Mr. Siwak: Our focus is, starting with Butterfinger, how do we think about baseline — the quality, improving the consistency, improving the ingredients, ensuring we’re delivering against all expectations relative to the base consumer but also broadening the appeal and reach of that.
Think about chocolate with peanut butter and the importance of that category. We’ve gone through a complete renovation of that, including introducing supply chain integrity, vertical sourcing, roasting our own peanuts, just ensuring thorough, thoughtful freshness throughout. We’re going to cue the consumer with new packaging, not only to lock in freshness but also to share the graphics and the crispety, crunchety, peanut buttery focus that we have. That will be launching at the end of this year, beginning of next, supported by a new wave of marketing, which will be the largest in the history of that brand.
The right focus, the right product, and the right type of partnership, we believe, with retailers to ensure we’re reaching the consumer.
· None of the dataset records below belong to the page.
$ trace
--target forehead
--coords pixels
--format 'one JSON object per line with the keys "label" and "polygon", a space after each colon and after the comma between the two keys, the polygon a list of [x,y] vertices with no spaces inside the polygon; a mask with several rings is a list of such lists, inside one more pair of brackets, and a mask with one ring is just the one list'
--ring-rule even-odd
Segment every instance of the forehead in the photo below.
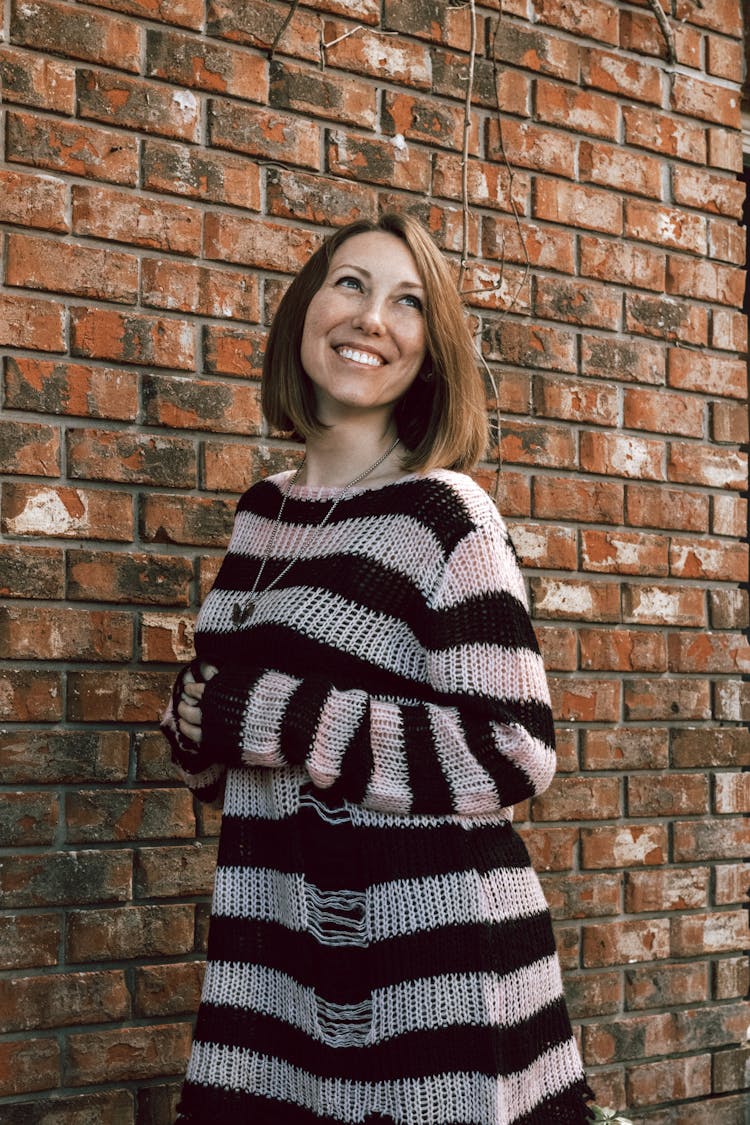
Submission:
{"label": "forehead", "polygon": [[399,281],[422,285],[414,254],[403,238],[387,231],[354,234],[338,246],[331,259],[331,270],[356,266],[369,273],[397,277]]}

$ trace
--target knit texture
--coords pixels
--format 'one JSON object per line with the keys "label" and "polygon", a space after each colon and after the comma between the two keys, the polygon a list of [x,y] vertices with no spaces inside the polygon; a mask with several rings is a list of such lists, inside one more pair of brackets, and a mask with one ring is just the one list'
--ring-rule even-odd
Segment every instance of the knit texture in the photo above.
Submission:
{"label": "knit texture", "polygon": [[510,825],[554,749],[503,520],[448,470],[353,492],[324,526],[335,490],[295,486],[277,523],[286,488],[242,497],[200,611],[220,669],[200,748],[173,705],[163,723],[186,783],[224,799],[179,1120],[586,1122]]}

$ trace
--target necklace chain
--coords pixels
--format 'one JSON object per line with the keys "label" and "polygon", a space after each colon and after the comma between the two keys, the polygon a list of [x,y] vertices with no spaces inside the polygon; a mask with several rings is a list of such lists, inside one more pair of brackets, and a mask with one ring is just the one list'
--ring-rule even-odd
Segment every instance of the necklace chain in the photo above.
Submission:
{"label": "necklace chain", "polygon": [[257,602],[257,598],[262,594],[266,594],[269,592],[269,590],[272,590],[275,585],[278,585],[278,583],[281,582],[281,579],[283,578],[283,576],[286,574],[288,574],[289,570],[291,570],[291,568],[295,565],[295,562],[297,562],[299,560],[299,558],[300,558],[300,556],[302,554],[302,549],[307,544],[307,541],[308,541],[308,539],[310,537],[310,532],[314,531],[314,530],[318,530],[319,531],[320,528],[325,528],[325,525],[328,523],[328,521],[333,516],[333,513],[336,511],[336,508],[341,504],[342,500],[346,496],[349,489],[353,488],[355,485],[361,484],[361,482],[364,480],[367,477],[369,477],[371,472],[374,472],[374,470],[380,465],[382,465],[382,462],[388,457],[390,457],[390,454],[394,452],[394,450],[398,446],[399,441],[400,441],[400,439],[396,438],[396,441],[394,441],[394,443],[388,447],[388,449],[385,451],[385,453],[380,454],[380,457],[378,458],[377,461],[373,461],[372,465],[369,468],[367,468],[363,472],[360,472],[356,477],[354,477],[353,480],[350,480],[347,484],[345,484],[342,488],[338,489],[338,492],[335,494],[335,496],[333,496],[333,498],[331,501],[331,506],[329,506],[328,511],[326,512],[326,514],[320,520],[320,522],[318,524],[316,524],[315,526],[310,525],[307,529],[307,532],[306,532],[306,534],[305,534],[301,543],[297,548],[297,554],[295,555],[295,557],[292,559],[290,559],[289,562],[287,562],[287,565],[283,568],[283,570],[280,570],[279,574],[275,576],[275,578],[273,578],[268,584],[268,586],[264,590],[259,590],[257,587],[259,587],[260,580],[261,580],[261,578],[263,576],[263,572],[265,569],[265,564],[271,558],[271,554],[273,551],[273,548],[275,547],[275,541],[277,541],[277,538],[279,536],[279,528],[281,526],[281,519],[283,516],[283,512],[284,512],[284,508],[287,506],[287,500],[289,498],[289,494],[291,493],[291,489],[297,484],[297,480],[299,478],[299,474],[302,471],[302,469],[305,467],[305,462],[306,462],[307,458],[302,458],[302,460],[300,461],[298,468],[295,471],[293,477],[289,482],[289,485],[287,486],[287,488],[284,489],[284,492],[283,492],[283,494],[281,496],[281,504],[279,506],[279,511],[278,511],[277,518],[275,518],[275,520],[273,522],[273,528],[271,530],[271,538],[270,538],[269,544],[268,544],[268,547],[265,549],[265,555],[263,556],[263,558],[261,560],[261,565],[259,567],[257,574],[255,575],[255,582],[253,583],[253,588],[251,590],[251,592],[249,594],[247,601],[245,602],[244,605],[241,602],[235,602],[235,604],[232,608],[232,621],[233,621],[233,623],[236,627],[243,626],[250,618],[252,618],[253,612],[255,610],[255,603]]}

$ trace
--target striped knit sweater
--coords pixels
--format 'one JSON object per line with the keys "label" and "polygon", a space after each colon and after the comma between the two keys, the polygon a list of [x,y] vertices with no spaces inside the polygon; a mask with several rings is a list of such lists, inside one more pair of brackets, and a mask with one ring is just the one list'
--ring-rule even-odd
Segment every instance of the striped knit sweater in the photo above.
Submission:
{"label": "striped knit sweater", "polygon": [[219,673],[200,749],[173,708],[163,724],[197,795],[226,788],[179,1120],[585,1122],[509,825],[554,752],[505,525],[448,470],[353,490],[324,526],[336,493],[304,486],[277,525],[288,488],[242,497],[201,609],[197,657]]}

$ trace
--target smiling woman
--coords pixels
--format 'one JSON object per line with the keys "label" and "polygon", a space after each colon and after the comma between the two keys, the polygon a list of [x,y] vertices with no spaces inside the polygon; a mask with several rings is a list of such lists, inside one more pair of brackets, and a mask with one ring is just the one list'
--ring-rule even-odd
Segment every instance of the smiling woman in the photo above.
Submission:
{"label": "smiling woman", "polygon": [[554,736],[505,524],[461,469],[484,392],[414,220],[337,232],[264,366],[293,474],[242,497],[163,729],[224,801],[179,1122],[581,1125],[513,806]]}

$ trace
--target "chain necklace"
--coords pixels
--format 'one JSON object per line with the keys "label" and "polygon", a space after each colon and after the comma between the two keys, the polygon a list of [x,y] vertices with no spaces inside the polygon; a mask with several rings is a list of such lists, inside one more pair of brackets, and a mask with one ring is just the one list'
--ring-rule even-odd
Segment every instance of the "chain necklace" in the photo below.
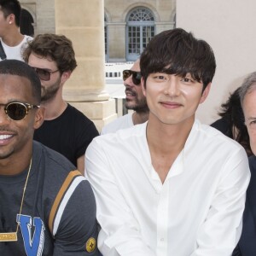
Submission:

We’re going to replicate that with Crunch, SweeTarts, LaffyTaffy, Nerds … think about the entire Nestle portfolio, but equally as exciting, just ensuring holistically that Trolli, Black Forest and Brach’s that historically resided in the Ferrara portfolio are also provided with the same type of support.
With so many distinct, iconic brands now in your portfolio, what is your strategy for managing and supporting them for sustainable growth?
Mr. Siwak: We have a family of 35 brands, plus or minus. What’s important from our perspective is that we thoughtfully segment the portfolio, understanding a couple things. One, which brands we want to position to continue to lead and drive the segments or categories they reside in, and how do we think about allocating resources to those brands to maintain or even accelerate the rate of growth that they enjoy.
So if we think about Butterfinger, we know exactly where we want that to play and win. So if we think about an investment strategy, that consists of all of the elements I spoke to earlier, including additional innovation and additional brand support. But the same is true for Crunch, SweeTarts, Trolli and Black Forest, as we think about some of our larger leading brands. But then we have a whole series of emerging growth brands like Nerds, LaffyTaffy, Now and Later, that also enjoy and have enjoyed historical growth ... Baby Ruth, 100 Grand ... that we think are just on the tipping point, on the verge of additional breakthrough growth.
Why start with Butterfinger?
Mr. Siwak: The way we think about it is, if you step back and look at the Nestle portfolio, the non-chocolate part, led by SweeTarts and Nerds, is doing very well. SweeTart Ropes is one of the fastest growing components or segments of the confection category. Nerds Big Chewy just won an innovation award, doing extremely well, on-trend with Gen Z and millennials, multi-texture, crunchy, chewy … LaffyTaffy, poppable, chewy, fruit-forward. So those brands are working, and we’ll of course continue to support them as we discussed, but what we wanted to ensure is that the chocolate portfolio is also as vibrant as it could be and really fulfilling its full potential. And so we started with the biggest, and if you think about the two biggest opportunities, it’s Butterfinger and Crunch.
You play so broadly across the confectionery landscape. Is there anything missing from your portfolio?
Mr. Siwak: We have a beautiful portfolio of brands, and we’re really about the brands. We’re Ferrara Candy Co. We’re unapologetically and exclusively focused on the confection space … but we’re focused on the brands and promoting our brands and making sure we’re speaking to the consumer through our brands.